PCBs were the most prevalent contaminant Shaw found in the blubber of the stranded seals she
studied. Adult males had the highest levels followed by pups, yearlings, adult females and fetuses.
The higher amounts in adult males, as opposed to females, could be attributed to the females
transferring some of their toxic burden to their pups when nursing.
Compared to other industrial areas of the world, U.S. Atlantic coast seals have PCB burdens in
"the high-middle range of the contaminant spectrum," Shaw said. Seals from the Baltic, Dutch Wadden
and Caspian Seas have the highest PCB loads in the world.

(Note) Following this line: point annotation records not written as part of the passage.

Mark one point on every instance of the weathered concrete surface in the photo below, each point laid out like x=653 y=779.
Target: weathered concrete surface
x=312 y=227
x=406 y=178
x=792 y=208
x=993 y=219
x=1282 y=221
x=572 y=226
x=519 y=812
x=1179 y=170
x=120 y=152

Other pollutants are also of concern. Mercury levels, obtained from hair and liver samples,
suggest that the metal may be increasing in the region's harbor seals. Levels in liver samples of
adult seals from Maine exceeded threshold levels for liver damage in mammals. Young seals exposed
to mercury in the womb or from their mothers' milk may be particularly vulnerable, as are young
humans, to neurological effects.
Shaw will be expanding her research to study more free-living seals and to look at other
chemicals that are accumulating in marine mammals. She will be investigating flame retardant compounds, PBDEs
(polybrominated diphenyl ethers) that are widely used in electrical appliances, upholstery,
and foams. PBDEs which are banned in Europe, are rapidly building up in the environment. “Concerns
about PBDEs have arisen because of their increasing presence in human tissues in Europe, Canada
and the United States, and their association with endocrine disruption and reproductive and
developmental toxicity including neurotoxicity in young mammals,” Shaw said.